Azambuja é favorável a extinção de ICMS se governo criar imposto único

Governador defendeu que Estado não pode ser penalizado com perda de receita

Governador disse que não pretende polemizar com o presidente - Foto: - Foto: Valdenir Rezende/Correio do Estado

O governador de Mato Grosso do Sul, Reinaldo Azambuja (PSDB), disse que é favorável a extinção do Imposto Sobre Circulação de Mercadorias e Prestação de Serviços (ICMS) se o governo federal criar um imposto único, cuja a arrecadação seja dividida entre União, Estados e Municípios. 

Por meio de sua assessoria de imprensa, Azambuja comentou a fala do presidente Jair Bolsonaro sobre os estados zerar o ICMS da gasolina e do diesel e em contrapartida ele faria o mesmo com os tributos federais que incidem sobre combustíveis (Cide e o PIS/Cofins). De acordo com o tucano, um documento já foi assinado pelo governadores do país e encaminhado para a Câmara dos Deputados onde pede a extinção dos impostos existe e a criação do Imposto sobre Bens e Serviços (IBS). 

"Entendo que o caminho para tratar a questão do ICMS dos combustíveis deve ser feito pelo diálogo. Os 27 governadores defendem que a proposta é acelerar a Reforma Tributária que avalia a substituição dos PIS, Cofins, IPI, ICMS e ISS pelo IBS”, disse Azambuja por meio de nota. 

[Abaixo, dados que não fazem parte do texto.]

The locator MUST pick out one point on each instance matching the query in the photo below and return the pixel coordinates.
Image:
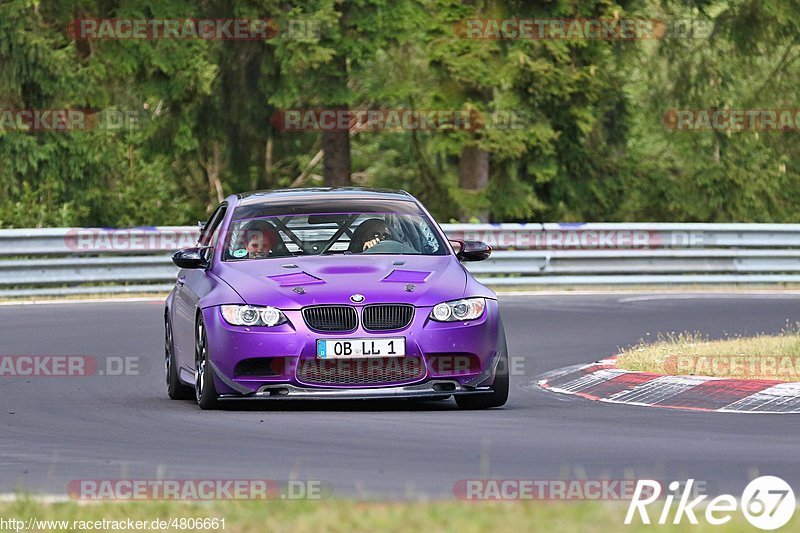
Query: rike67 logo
(767, 503)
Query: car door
(193, 284)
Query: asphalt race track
(57, 429)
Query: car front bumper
(295, 344)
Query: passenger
(368, 234)
(260, 239)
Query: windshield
(332, 233)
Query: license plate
(355, 348)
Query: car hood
(295, 282)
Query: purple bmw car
(332, 294)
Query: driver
(260, 240)
(368, 234)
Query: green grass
(351, 516)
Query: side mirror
(471, 250)
(189, 258)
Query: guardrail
(83, 260)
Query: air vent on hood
(298, 278)
(407, 276)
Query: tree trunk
(213, 168)
(336, 164)
(336, 143)
(473, 177)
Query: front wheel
(205, 392)
(175, 389)
(499, 395)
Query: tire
(499, 395)
(205, 391)
(175, 389)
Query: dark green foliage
(594, 146)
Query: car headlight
(457, 310)
(248, 315)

"Eu zero o (imposto) federal, se zerar ICMS. Está feito o desafio aqui. Eu zero o (imposto) federal hoje e eles (governadores) zeram ICMS. Se topar, eu aceito. Está ok?", afirmou Bolsonaro, sem explicar como compensaria a perda de arrecadação que a medida acarretaria, conforme matéria do Estadão. 

Azambuja disse ainda que não pretende polemizar com o presidente Jair Bolsonaro e que o diálogo está aberto desde que o Estado não seja penalizado com a perda de arrecadação. “Desta forma, simplifica a arrecadação, facilitando o gerenciamento para a Administração Pública, além de desonerar a população brasileira. Estamos atentos ao debate desta questão, e sabendo da necessidade de diminuir a carga tributária brasileira, estamos prontos para sentar com o Governo Federal e encontrar a melhor solução”, declarou por meio de nota. 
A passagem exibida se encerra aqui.